Among the 2017 SCiDAC4 winners is the Towards Exascale Astrophysics of Mergers and Supernovae consortium (TEAMS), a group of computational nuclear astrophysicists at 12 national laboratories and universities, including Burrows and Radice.
TEAMS researchers are focusing on the synthesis of heavy elements in cataclysmic events, such as supernovae and neutron star mergers, and on the prediction and characterization of observable signatures.
Burrows said the award is “to make more rigorous our understanding of these environments and their consequences — their signatures, their products.”
Those products include most of the elements on the periodic table. “Merging neutron stars produce the heaviest elements,” Burrows said, “but the oxygen we breathe, the iron in our hemoglobin, the calcium in our bones, the fluorine in our toothpaste — these sorts of things are unambiguously products of supernova explosions: the death of a massive star.”
On Oct. 16, researchers announced that the Laser Interferometer Gravitational-Wave Observatory (LIGO), whose creators won the 2017 Nobel Prize in Physics, had detected gravitational waves coming from the merger of two neutron stars.
Four times previously, LIGO scientists had announced detections of merging black holes. Merging stars are different, Burows explained.
“Black holes produce much stronger signals, but LIGO was built, actually, to see merging neutron stars,” said Burrows. “Our proposal was put together to study merging neutron stars, and [LIGO researchers] seem to have seen merging neutron stars for the first time, so that’s pretty exciting.”

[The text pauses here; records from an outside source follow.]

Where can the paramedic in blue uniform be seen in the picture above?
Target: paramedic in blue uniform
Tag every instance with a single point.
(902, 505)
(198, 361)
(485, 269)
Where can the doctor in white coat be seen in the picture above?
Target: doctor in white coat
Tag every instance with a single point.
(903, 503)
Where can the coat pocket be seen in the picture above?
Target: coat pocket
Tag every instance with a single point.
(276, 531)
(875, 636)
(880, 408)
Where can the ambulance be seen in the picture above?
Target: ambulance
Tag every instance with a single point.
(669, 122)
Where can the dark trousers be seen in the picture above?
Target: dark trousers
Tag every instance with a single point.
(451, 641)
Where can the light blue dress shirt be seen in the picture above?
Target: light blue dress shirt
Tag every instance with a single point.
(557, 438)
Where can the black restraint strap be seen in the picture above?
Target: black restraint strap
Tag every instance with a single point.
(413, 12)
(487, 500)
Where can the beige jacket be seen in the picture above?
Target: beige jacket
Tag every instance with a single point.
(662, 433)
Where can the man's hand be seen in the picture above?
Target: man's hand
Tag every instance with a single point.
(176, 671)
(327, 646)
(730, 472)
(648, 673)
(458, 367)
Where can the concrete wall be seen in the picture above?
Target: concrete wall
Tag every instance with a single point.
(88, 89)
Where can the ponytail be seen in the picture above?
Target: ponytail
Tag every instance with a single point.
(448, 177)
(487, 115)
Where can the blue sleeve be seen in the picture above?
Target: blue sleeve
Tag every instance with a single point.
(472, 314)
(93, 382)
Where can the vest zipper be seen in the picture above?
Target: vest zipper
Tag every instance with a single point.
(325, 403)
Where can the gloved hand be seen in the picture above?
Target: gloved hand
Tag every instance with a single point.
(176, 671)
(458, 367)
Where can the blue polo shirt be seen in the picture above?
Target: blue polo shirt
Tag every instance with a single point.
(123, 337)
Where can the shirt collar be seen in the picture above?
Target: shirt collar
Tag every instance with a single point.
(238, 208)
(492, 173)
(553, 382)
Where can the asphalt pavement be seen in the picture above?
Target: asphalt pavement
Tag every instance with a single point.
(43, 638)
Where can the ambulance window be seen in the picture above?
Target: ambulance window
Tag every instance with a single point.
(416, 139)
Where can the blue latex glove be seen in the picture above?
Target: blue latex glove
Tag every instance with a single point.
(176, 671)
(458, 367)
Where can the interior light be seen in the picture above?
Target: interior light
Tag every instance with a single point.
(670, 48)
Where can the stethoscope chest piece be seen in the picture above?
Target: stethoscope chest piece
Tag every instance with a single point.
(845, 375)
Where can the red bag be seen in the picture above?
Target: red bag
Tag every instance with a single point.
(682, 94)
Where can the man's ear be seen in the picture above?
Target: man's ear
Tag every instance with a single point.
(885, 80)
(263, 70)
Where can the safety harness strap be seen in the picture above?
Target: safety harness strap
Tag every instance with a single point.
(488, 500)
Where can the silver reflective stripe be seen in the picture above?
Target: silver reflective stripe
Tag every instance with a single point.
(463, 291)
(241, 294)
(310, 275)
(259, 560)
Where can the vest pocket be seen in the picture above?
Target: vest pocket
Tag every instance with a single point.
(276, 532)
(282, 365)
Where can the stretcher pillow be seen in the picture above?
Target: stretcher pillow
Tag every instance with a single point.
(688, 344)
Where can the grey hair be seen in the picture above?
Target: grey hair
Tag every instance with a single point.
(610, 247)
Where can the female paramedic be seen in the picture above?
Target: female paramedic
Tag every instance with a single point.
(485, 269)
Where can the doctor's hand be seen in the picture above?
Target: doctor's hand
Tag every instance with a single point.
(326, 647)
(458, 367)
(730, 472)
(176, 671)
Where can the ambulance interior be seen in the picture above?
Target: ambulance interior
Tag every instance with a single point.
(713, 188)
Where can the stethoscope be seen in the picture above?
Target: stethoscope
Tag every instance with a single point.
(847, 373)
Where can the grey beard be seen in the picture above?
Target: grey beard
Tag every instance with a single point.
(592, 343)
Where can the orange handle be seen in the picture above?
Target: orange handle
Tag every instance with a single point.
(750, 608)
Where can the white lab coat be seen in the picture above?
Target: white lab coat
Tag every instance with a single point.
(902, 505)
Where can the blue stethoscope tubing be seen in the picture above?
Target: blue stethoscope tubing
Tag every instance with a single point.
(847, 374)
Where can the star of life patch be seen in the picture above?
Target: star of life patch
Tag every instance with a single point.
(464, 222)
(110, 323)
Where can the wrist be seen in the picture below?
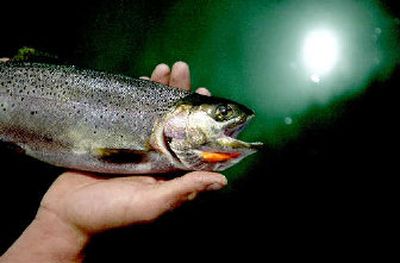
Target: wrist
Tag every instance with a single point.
(48, 239)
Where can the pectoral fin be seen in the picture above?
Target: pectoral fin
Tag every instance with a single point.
(120, 155)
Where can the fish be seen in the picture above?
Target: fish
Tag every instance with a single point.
(108, 123)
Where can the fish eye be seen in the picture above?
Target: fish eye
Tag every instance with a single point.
(223, 112)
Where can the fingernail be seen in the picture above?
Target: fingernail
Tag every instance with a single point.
(214, 186)
(192, 196)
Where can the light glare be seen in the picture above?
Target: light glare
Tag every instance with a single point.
(320, 51)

The research projects funded by the grant will provide opportunities for undergraduate, graduate student and postdoc engagement, said Burrows, not only at Princeton, but moving between all the TEAMS institutions.
“Students can visit other institutions and collaborate that way, and then be some of the integrating glue that connects these universities,” he said. “They’ll learn to work with a broad variety of thinkers with larger teams, with other institutions, on a problem that has many parts.”

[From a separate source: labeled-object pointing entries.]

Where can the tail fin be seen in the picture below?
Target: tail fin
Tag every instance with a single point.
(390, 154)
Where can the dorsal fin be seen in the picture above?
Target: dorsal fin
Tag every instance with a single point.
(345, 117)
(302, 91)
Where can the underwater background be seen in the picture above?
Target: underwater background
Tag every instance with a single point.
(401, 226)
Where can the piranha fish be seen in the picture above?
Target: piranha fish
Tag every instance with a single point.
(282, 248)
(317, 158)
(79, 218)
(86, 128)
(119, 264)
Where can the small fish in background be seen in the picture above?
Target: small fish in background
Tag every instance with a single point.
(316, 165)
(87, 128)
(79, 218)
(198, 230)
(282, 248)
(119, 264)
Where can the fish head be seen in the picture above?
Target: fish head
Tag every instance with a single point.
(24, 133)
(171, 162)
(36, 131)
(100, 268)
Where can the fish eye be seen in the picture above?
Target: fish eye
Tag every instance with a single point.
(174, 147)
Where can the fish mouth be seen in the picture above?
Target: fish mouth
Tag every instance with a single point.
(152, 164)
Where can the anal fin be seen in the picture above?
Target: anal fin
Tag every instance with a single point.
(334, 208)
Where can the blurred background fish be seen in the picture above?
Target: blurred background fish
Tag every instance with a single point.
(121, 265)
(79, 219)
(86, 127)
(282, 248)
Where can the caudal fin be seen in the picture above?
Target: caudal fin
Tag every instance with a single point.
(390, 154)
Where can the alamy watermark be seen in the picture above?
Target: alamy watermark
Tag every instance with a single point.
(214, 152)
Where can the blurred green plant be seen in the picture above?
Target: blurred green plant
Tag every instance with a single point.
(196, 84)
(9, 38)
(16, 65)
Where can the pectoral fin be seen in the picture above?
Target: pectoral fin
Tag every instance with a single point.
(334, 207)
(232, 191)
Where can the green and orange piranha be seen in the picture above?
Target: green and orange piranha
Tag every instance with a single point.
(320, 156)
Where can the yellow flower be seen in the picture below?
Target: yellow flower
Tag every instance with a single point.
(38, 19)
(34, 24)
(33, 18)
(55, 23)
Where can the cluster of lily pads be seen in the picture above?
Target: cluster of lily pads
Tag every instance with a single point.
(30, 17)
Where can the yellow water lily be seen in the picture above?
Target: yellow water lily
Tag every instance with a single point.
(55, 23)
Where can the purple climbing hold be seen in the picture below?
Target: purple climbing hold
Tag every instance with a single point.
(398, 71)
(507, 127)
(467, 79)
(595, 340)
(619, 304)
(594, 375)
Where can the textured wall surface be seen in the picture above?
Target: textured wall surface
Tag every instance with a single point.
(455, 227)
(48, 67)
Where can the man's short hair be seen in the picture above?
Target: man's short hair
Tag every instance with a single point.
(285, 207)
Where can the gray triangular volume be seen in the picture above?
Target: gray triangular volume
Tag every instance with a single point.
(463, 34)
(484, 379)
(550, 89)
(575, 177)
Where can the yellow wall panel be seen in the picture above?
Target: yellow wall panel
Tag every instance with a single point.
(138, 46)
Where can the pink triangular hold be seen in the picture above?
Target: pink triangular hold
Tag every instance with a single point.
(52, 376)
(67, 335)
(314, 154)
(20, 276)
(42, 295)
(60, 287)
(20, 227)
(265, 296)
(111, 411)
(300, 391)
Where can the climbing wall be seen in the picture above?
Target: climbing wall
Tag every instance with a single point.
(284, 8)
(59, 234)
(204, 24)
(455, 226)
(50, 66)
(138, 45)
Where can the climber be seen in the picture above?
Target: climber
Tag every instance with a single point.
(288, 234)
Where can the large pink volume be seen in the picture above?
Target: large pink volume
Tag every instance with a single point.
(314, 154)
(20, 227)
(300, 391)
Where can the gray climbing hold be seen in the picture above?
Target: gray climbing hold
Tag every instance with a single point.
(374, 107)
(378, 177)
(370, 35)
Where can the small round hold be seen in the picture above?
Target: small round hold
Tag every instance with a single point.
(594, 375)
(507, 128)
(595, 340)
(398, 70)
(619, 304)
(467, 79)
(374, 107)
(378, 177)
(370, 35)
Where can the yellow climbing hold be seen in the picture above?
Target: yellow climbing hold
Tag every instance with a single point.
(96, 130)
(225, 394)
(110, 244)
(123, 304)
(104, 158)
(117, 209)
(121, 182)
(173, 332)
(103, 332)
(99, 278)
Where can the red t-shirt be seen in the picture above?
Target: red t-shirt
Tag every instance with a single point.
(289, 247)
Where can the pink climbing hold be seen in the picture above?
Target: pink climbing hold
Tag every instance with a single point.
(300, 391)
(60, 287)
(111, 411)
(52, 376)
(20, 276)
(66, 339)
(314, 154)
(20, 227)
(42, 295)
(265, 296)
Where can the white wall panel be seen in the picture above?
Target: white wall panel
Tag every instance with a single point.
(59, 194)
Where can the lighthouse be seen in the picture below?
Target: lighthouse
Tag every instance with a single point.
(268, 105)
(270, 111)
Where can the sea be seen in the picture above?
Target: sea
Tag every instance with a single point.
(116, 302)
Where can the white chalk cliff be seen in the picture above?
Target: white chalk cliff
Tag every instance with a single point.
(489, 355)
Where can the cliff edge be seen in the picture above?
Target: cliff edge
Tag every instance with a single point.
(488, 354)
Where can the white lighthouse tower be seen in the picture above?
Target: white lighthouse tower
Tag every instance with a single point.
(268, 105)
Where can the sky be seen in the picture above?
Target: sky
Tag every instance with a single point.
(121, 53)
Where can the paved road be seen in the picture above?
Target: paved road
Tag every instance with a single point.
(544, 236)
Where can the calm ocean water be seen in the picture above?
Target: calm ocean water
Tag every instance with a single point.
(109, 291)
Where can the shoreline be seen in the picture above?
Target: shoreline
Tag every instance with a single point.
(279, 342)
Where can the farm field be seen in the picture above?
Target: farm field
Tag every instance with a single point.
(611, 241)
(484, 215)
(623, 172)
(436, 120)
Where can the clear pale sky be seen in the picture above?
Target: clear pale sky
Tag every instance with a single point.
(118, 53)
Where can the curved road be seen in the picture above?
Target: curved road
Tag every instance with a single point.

The processes behind supernovae and neutron star mergers share most of their physics with ordinary Earth weather, said Burrows, noting that both systems involve fluid dynamics, winds, pressures, temperatures — but in these cataclysmic explosions, the Newtonian physics has to be generalized using Einstein’s equations.
“You sometimes have to acknowledge the extremes of gravity and speed that are encountered effortlessly in nature, in these quite exotic and violent environments,” Burrows said.
This snapshot of the first milliseconds in the violent merger of two neutron stars, calculated and rendered by associate research scholar David Radice and collaborators, reveals the stars’ gravitational tidal effects on each other. In the next 10 milliseconds, they will merge into one rapidly rotating massive neutron star, then collapse into a black hole surrounded by a transient disk of material.